A Moscou, les magasins « beriozka » remis en service


Une « beriozka » vendant des souvenirs aux touristes, dans la station balnéaire de Sotchi (Russie), en 1964.

C’est un voyage vers le passé. La Russie de Vladimir Poutine s’apprête à raviver un héritage soviétique, avec l’ouverture de magasins permettant aux diplomates étrangers d’acheter en dollars (et désormais en euros) des produits occidentaux. Comme les beriozka (« petit bouleau », en russe), qui, entre 1961 et 1990, proposaient aux étrangers et à la nomenklatura, l’élite nationale, une riche palette de produits importés, les futures boutiques seront surtout pour l’Etat un bon moyen d’acquérir des devises.

Un juteux business en ces temps de sanctions contre Moscou alors que des dizaines de grandes marques occidentales ont quitté la Russie et que des magasins ont été contraints de fermer en raison des dysfonctionnements dans les chaînes d’approvisionnement. L’affaire sera gérée directement par une société créée sous la tutelle du ministère des affaires étrangères russe, en association avec un partenariat commercial.

Dans les rayons, comme au bon vieux temps de l’URSS, seront proposés, hors taxe, alcools, tabac, bijoux, cosmétiques, parfums, mais aussi montres connectées et smartphones dernier cri. Ces produits risquent pourtant d’être couverts par les sanctions européennes : il est interdit de vendre, de fournir, de transférer ou d’exporter, directement ou indirectement, les articles de luxe d’une valeur supérieure à 300 euros à des personnes physiques ou morales résidant en Russie.

Le retour du marché noir

La règle est contournée régulièrement et de tels produits sont aujourd’hui proposés discrètement dans les grands centres commerciaux du luxe moscovites. Avec les sanctions et les premiers signes de la crise économique, le marché noir a fait son retour, encouragé par le ministère de l’industrie et du commerce russe, qui a autorisé des importations « parallèles » de biens étrangers sans l’autorisation du détenteur de la propriété intellectuelle.

C’est un décret du premier ministre russe, Mikhail Michoustine, qui a autorisé l’ouverture de ces nouvelles beriozka, magasins à devises dont le nom n’a pas encore été rendu public.
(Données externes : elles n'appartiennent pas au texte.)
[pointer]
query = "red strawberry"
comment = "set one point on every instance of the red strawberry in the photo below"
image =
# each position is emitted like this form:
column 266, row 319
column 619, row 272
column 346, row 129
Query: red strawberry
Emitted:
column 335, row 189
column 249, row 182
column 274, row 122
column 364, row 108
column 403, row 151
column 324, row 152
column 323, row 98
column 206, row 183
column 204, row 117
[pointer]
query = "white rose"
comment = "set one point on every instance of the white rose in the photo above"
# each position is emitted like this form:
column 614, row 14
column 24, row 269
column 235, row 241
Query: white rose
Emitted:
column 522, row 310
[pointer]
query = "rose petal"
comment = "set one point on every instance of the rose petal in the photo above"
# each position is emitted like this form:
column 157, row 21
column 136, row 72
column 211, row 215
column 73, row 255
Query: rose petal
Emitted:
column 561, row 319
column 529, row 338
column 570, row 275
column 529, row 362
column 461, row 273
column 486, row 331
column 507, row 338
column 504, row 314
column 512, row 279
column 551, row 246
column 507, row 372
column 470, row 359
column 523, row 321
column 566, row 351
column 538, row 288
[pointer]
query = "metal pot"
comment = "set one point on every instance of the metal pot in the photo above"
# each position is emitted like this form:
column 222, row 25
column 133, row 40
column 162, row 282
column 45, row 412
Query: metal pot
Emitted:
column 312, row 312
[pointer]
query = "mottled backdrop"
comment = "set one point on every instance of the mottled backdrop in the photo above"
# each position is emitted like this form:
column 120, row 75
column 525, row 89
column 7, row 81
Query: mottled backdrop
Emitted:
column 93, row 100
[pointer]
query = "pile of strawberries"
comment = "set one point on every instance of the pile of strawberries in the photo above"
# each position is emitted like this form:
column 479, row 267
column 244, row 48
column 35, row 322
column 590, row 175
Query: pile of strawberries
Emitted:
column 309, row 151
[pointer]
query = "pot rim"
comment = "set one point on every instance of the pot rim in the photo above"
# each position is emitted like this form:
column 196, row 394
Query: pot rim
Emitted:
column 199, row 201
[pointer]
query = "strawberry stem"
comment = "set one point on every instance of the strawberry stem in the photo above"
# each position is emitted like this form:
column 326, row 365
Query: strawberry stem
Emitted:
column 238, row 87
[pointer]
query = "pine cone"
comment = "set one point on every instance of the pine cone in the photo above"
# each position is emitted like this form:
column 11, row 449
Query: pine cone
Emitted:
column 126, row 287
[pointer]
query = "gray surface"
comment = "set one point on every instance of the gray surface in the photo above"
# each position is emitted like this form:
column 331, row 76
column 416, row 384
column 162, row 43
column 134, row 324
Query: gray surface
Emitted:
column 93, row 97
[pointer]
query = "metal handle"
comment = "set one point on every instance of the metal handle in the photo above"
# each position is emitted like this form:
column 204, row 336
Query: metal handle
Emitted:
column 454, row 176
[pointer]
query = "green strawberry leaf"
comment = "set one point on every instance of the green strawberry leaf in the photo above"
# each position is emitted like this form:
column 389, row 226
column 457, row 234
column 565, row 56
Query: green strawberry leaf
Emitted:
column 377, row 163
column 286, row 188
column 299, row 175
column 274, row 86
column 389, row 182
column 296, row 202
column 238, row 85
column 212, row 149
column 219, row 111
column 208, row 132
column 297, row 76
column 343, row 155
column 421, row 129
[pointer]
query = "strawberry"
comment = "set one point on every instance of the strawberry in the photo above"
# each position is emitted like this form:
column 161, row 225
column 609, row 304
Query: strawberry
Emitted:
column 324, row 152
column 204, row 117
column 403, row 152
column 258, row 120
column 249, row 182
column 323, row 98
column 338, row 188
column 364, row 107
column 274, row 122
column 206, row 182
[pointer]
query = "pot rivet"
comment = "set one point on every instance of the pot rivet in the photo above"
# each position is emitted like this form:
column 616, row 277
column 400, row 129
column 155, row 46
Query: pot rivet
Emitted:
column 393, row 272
La décision date du 26 juillet, mais les médias russes viennent seulement de la remarquer. L’ouverture des premiers points de vente, qui devraient apparaître rapidement dans le centre de Moscou et de Saint-Pétersbourg, est prévue pour le 27 août.

A l’époque soviétique, ces boutiques étaient aussi ouvertes aux militaires et à certains travailleurs opérant à l’étranger. Aujourd’hui, seuls seront a priori admis les diplomates, les employés d’une organisation internationale et les membres de leur famille. Pour faire ces libres emplettes, ils devront être munis de documents spéciaux. En revanche, comme autrefois, les produits pourront ensuite circuler et se revendre. Pour l’élite russe, fortunée et en manque de shopping occidental, ce sera un moyen détourné d’acquérir des biens de meilleure qualité et plus variés que ceux proposés par les boutiques ordinaires.